5 bad tax bills to watch as Session ends


By Taxpayers Association of Oregon

OregonWatchdog.com

#1. SJR 26 — Stealing the Kicker: Just a few weeks ago the Senate Finance and Revenue Committee held a hearing on Senate Joint Resolution 26.  Senate Joint Resolution 26 would eliminate the people’s Kicker Income Tax Refund law altogether.  Oregonians are expected to collect, on average, a $1,730 kicker refund, next year due to surplus over-collected taxes being returned to taxpayers like yourself.

#2. HB 2757 —  500% over-cost cell-tax:     HB 2757, a massive new tax that Salem politicians want added to Oregonians’ phone bills.  The $68,520,000 a biennium tax is slated to fund the state’s new 9-8-8 suicide prevention hotline but, as Representative Reschke noted in his testimony before the committee, 44 other states have thus far funded their call centers without adding a new tax on consumers. A tax of $.03, not $.50, should suffice to cover basic costs of the 9-8-8 hotline.  Cell-taxes nationally are the new back-door tax where they are increasing faster than general sales tax rates.

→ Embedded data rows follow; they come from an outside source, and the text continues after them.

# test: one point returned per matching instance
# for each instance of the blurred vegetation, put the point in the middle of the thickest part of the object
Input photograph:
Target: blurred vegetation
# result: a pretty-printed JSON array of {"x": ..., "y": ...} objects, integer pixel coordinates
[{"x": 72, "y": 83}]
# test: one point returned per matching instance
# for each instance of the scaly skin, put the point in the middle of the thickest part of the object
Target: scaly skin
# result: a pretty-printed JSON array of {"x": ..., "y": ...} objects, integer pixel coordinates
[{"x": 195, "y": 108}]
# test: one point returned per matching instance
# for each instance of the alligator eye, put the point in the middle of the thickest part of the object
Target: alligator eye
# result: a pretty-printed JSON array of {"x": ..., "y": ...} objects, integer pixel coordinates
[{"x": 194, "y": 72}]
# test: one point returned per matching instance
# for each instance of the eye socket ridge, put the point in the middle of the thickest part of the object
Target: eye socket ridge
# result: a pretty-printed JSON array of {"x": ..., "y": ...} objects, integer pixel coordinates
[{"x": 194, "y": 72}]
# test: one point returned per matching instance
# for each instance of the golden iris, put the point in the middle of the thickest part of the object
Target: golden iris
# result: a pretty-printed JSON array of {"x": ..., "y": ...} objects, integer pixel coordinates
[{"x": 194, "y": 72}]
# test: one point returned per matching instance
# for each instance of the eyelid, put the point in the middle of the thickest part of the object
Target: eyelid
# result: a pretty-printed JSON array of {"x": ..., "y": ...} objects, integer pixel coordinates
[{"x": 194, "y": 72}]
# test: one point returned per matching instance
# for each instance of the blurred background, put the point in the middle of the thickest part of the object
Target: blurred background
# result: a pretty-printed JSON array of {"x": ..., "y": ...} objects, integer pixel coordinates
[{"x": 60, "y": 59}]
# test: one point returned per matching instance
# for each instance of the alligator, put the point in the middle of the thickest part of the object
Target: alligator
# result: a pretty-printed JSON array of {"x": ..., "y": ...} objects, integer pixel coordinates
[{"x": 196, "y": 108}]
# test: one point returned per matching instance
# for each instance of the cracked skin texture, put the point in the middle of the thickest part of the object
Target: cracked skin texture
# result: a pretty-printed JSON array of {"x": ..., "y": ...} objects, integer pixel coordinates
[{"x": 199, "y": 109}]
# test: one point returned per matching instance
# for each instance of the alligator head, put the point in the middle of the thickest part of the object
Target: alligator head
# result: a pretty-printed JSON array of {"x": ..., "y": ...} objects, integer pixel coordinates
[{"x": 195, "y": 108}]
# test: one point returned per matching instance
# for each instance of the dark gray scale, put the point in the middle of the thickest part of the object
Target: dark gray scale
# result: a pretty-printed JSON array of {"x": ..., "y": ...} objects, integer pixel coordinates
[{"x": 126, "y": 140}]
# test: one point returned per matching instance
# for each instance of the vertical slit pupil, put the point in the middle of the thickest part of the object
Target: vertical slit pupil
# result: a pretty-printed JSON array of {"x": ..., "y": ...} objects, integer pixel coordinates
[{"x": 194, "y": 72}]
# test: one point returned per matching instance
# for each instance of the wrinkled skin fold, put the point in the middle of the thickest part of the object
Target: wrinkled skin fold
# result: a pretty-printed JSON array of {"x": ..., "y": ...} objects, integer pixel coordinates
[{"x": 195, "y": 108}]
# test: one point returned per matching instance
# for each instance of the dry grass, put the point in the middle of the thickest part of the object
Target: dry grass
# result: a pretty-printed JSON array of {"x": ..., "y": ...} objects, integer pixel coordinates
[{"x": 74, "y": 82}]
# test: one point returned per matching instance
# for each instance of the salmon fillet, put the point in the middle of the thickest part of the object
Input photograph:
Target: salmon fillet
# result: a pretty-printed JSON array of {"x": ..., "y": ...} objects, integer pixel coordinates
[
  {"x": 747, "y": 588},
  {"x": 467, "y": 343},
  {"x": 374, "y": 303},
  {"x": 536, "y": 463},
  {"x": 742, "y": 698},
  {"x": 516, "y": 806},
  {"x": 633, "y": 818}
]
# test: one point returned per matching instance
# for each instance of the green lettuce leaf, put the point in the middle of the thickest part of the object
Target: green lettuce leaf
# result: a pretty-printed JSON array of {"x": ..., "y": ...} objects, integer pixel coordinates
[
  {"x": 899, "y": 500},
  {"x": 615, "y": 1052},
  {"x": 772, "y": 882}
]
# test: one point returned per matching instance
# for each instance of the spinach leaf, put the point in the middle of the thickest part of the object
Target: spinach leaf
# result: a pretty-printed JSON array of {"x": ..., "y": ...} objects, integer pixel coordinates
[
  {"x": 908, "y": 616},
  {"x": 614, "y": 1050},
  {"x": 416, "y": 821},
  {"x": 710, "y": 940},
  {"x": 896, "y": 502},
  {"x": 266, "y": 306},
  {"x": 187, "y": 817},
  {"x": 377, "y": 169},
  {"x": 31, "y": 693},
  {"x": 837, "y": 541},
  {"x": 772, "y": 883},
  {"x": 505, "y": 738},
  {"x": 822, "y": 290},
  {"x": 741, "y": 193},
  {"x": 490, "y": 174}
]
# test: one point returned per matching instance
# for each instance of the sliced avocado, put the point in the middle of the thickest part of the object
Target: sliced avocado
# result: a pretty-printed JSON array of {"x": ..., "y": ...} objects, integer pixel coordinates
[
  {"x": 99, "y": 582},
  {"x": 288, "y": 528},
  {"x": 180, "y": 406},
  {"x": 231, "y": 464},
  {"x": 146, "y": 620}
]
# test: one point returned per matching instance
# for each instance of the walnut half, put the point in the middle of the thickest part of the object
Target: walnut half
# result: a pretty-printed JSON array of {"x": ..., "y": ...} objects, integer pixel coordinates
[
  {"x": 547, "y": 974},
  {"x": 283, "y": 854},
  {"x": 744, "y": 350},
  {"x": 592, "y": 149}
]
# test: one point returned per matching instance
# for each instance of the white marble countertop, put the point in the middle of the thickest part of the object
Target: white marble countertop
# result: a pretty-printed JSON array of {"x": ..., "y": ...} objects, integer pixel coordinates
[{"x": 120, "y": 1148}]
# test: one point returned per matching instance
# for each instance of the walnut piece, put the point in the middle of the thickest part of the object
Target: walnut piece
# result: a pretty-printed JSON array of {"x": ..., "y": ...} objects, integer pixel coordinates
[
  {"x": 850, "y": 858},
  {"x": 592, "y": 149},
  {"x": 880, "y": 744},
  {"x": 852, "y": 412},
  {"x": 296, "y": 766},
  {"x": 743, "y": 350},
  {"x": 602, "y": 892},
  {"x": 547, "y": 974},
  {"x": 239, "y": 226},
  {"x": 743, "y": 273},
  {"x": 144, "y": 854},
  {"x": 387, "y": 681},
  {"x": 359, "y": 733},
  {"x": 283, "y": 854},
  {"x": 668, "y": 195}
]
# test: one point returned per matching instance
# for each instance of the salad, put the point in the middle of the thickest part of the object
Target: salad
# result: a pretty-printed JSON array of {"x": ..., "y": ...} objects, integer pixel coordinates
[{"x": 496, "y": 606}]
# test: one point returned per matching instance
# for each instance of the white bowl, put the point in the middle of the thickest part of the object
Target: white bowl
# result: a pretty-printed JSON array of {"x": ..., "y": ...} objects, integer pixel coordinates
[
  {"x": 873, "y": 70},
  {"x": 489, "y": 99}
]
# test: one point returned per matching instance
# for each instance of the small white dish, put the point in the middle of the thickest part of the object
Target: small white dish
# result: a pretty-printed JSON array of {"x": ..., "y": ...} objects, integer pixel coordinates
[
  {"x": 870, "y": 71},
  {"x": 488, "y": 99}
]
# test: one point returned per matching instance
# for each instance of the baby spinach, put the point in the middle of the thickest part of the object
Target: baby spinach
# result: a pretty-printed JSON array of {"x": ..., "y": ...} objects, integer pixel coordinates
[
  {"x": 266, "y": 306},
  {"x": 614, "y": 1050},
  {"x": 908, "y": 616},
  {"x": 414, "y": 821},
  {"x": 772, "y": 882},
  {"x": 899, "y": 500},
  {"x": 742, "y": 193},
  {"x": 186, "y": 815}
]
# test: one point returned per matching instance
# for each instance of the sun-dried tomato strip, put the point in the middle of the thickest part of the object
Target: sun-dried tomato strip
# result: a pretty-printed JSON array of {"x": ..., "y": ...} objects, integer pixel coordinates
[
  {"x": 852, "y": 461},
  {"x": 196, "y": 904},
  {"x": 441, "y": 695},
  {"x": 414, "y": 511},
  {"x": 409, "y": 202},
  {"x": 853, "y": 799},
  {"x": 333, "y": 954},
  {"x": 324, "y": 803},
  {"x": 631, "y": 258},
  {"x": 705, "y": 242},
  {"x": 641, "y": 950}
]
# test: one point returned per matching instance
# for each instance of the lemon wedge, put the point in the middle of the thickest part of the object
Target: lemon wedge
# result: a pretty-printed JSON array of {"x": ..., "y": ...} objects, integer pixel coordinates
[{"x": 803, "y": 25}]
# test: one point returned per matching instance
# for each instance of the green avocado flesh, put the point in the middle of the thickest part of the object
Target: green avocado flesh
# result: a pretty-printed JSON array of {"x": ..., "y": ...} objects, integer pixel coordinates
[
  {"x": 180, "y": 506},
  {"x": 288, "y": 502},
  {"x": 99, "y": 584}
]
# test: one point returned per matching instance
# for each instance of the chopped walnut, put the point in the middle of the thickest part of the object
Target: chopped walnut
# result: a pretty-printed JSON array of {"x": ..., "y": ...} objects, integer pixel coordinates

#3. SB 140 — CAT Tax expansion: SB 140-3 raises the Corporate Activities Tax (CAT)  exemption level from $1 million to $2 million to help spare the pain on many  businesses.   Yet at the same time raises taxes on businesses by 16% by reducing expense deductions for certain businesses ($2M to $10M) and raising the tax rate 7% for other larger companies.   So in essence, it makes a bad tax worse for many while letting some escape the tax altogether.  This bill was heard just a few weeks ago, making it a live threat.  Bi-Mart cited CAT tax in their reason they closed their pharmacies.

#4. HB 3409 — Enviro-fees and mandates:  Hb 3409 was a simple three sentence bill. Now at the end of Session and at nearly the last possible minute, environmentalists are working to gut-and-stuff this tiny bill with a massive 112 page amendment.  This amendment allows the Environmental Quality Commission to create their own fee.   The bill gives power to several agencies to enact rules requiring home/commercial construction/transportation projects and heat pumps to follow in order to meet certain arbitrary government benchmarks. We fear that this would give power to un-elected State Agencies the power to force rules on taxpayers without public hearings and a vote by the elected Legislature.

#5. HB 3090 Flavor ban:  HB 3090 bans flavored products like vaping.  Would demolish many small shops immediately.  It would cost Oregonians $179 million in lost healthcare tax revenue.